Discussion:
[rancid] xrrancid vs. IOS-XR on Cisco ASR9000 (ASR9K)
Buchan Milne
2014-10-09 08:01:15 UTC
Permalink
We have been using rancid successfully with IOS- and IOS-XE-based
devices for some time, and we haven't had any real problems.

However, we have replaced some of these devices with Cisco ASR9000s, and
have had trouble with rancid on these. At present we are running IOS-XR
4.3.1 on most, but we have a few running 5.1.2.

The problem seems to be that xrrancid doesn't realise it has retrieved
all the results of the commands, and thus times out waiting for more
data.

If I manually run xrrancid, this still happens:

$ time xrrancid -d $device
executing clogin -t 90 -c"terminal no-timestamp;terminal exec prompt
no-timestamp;admin show version;admin show install summary;admin show
license;admin show variables boot;show redundancy secondary;show install
active;admin show env all;dir /all nvram:;dir /all bootflash:;dir /all
compactflash:;dir /all compactflasha:;dir /all slot0:;dir /all
disk0:;dir /all disk0a:;dir /all slot1:;dir /all disk1:;dir /all
disk1a:;dir /all slot2:;dir /all disk2:;dir /all harddisk:;dir /all
harddiska:;dir /all harddiskb:;dir /all slavenvram:;dir /all
slavebootflash:;dir /all slaveslot0:;dir /all slavedisk0:;dir /all
slaveslot1:;dir /all slavedisk1:;dir /all slaveslot2:;dir /all
slavedisk2:;dir /all sec-nvram:;dir /all sec-bootflash:;dir /all
sec-slot0:;dir /all sec-disk0:;dir /all sec-slot1:;dir /all
sec-disk1:;dir /all sec-slot2:;dir /all sec-disk2:;show
controllers;admin show running;admin show diag;admin show inventory
raw;show vlan;show debug;show rpl maximum;show running-config" $device

...

$device: missed cmd(s): show running-config,dir /all slot0:,admin show
env all,show debug,show vlan,show rpl maximum
$device: missed cmd(s): show running-config,dir /all slot0:,admin show
env all,show debug,show vlan,show rpl maximum
$device: End of run not found
$device: End of run not found
!

real 3m46.481s
user 0m0.900s
sys 0m0.120s


Naturally, if I use clogin and run the commands manually, they complete.

How can I troubleshoot this further?

This far I have been using the distro-supplied tcl/expect packages in
production, but I have applied the patches on my workstation, but they
made no difference.

On my workstation I am using the 2.3.8-1 package I created for Mageia:
http://svnweb.mageia.org/packages/cauldron/rancid/current/

(I have a 3.1 build, but need to consider whether I should add
post-upgrade scripts to change : to ; in router.db files - the behaviour
above was the same with this package)

Incidentally, I have in the past done some terminal-scraping with
IPC::Run, is there a reason why rancid still uses expect, when it might
be more reliable to handle this in the rancid perl script?

Regards,
Buchan
Alan McKinnon
2014-10-09 09:09:59 UTC
Permalink
Post by Buchan Milne
We have been using rancid successfully with IOS- and IOS-XE-based
devices for some time, and we haven't had any real problems.
However, we have replaced some of these devices with Cisco ASR9000s, and
have had trouble with rancid on these.
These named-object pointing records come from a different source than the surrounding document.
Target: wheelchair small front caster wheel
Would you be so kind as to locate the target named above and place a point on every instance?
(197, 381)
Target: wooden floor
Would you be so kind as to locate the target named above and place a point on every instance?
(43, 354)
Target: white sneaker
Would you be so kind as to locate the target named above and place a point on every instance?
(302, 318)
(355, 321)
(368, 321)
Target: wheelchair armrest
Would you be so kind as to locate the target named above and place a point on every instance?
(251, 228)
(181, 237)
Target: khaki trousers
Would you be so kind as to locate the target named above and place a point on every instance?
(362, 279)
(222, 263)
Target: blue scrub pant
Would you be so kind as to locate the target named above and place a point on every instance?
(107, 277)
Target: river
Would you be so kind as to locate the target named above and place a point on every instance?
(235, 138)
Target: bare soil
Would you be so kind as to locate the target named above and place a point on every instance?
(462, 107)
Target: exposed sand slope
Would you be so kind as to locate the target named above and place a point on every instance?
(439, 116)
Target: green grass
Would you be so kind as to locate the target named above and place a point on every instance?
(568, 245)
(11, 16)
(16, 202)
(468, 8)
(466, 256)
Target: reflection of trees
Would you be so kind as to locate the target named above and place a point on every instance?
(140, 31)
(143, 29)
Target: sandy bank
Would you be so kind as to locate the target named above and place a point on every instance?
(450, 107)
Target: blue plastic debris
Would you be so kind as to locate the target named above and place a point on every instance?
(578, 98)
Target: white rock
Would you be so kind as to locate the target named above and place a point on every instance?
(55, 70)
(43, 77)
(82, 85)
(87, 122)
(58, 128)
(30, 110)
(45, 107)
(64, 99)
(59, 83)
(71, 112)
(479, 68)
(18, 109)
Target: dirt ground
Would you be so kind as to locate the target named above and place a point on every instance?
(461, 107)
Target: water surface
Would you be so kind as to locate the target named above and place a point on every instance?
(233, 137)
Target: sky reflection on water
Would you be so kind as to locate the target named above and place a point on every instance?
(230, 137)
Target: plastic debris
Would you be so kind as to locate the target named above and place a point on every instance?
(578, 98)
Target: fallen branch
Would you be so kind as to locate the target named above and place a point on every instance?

At present we are running IOS-XR
4.3.1 on most, but we have a few running 5.1.2.
The problem seems to be that xrrancid doesn't realise it has retrieved
all the results of the commands, and thus times out waiting for more
data.
$ time xrrancid -d $device
executing clogin -t 90 -c"terminal no-timestamp;terminal exec prompt
no-timestamp;admin show version;admin show install summary;admin show
license;admin show variables boot;show redundancy secondary;show install
active;admin show env all;dir /all nvram:;dir /all bootflash:;dir /all
compactflash:;dir /all compactflasha:;dir /all slot0:;dir /all
disk0:;dir /all disk0a:;dir /all slot1:;dir /all disk1:;dir /all
disk1a:;dir /all slot2:;dir /all disk2:;dir /all harddisk:;dir /all
harddiska:;dir /all harddiskb:;dir /all slavenvram:;dir /all
slavebootflash:;dir /all slaveslot0:;dir /all slavedisk0:;dir /all
slaveslot1:;dir /all slavedisk1:;dir /all slaveslot2:;dir /all
slavedisk2:;dir /all sec-nvram:;dir /all sec-bootflash:;dir /all
sec-slot0:;dir /all sec-disk0:;dir /all sec-slot1:;dir /all
sec-disk1:;dir /all sec-slot2:;dir /all sec-disk2:;show
controllers;admin show running;admin show diag;admin show inventory
raw;show vlan;show debug;show rpl maximum;show running-config" $device
...
$device: missed cmd(s): show running-config,dir /all slot0:,admin show
env all,show debug,show vlan,show rpl maximum
$device: missed cmd(s): show running-config,dir /all slot0:,admin show
env all,show debug,show vlan,show rpl maximum
$device: End of run not found
$device: End of run not found
!
real 3m46.481s
user 0m0.900s
sys 0m0.120s
Naturally, if I use clogin and run the commands manually, they complete.
How can I troubleshoot this further?
This far I have been using the distro-supplied tcl/expect packages in
production, but I have applied the patches on my workstation, but they
made no difference.
http://svnweb.mageia.org/packages/cauldron/rancid/current/
(I have a 3.1 build, but need to consider whether I should add
post-upgrade scripts to change : to ; in router.db files - the behaviour
above was the same with this package)
Incidentally, I have in the past done some terminal-scraping with
IPC::Run, is there a reason why rancid still uses expect, when it might
be more reliable to handle this in the rancid perl script?
Regards,
Buchan
Hi Buchan

[ it's been a while :-) ]

You're on the right track, rancid is not detecting the start of a
command in the output (or perhaps not detecting the end of the previous
command).

Ideally I'd need the entire output of an xrrancid -d run on a failing
device, but that's not usually feasible, let's try this instead:

For each failing command, grab 5 or so lines of text from the output of
xrrancid -d above and below where clogin runs that command. There will
be something there that confuses the prompt detection code:

There's a regex that searches for /^$prompt/ and it gets easily
confused. I well recall one case with IS's XRs where one of the admin
show commands output wasn't ending properly with a newline making the
regex fail. Those are the kinds of oddities you need to look for.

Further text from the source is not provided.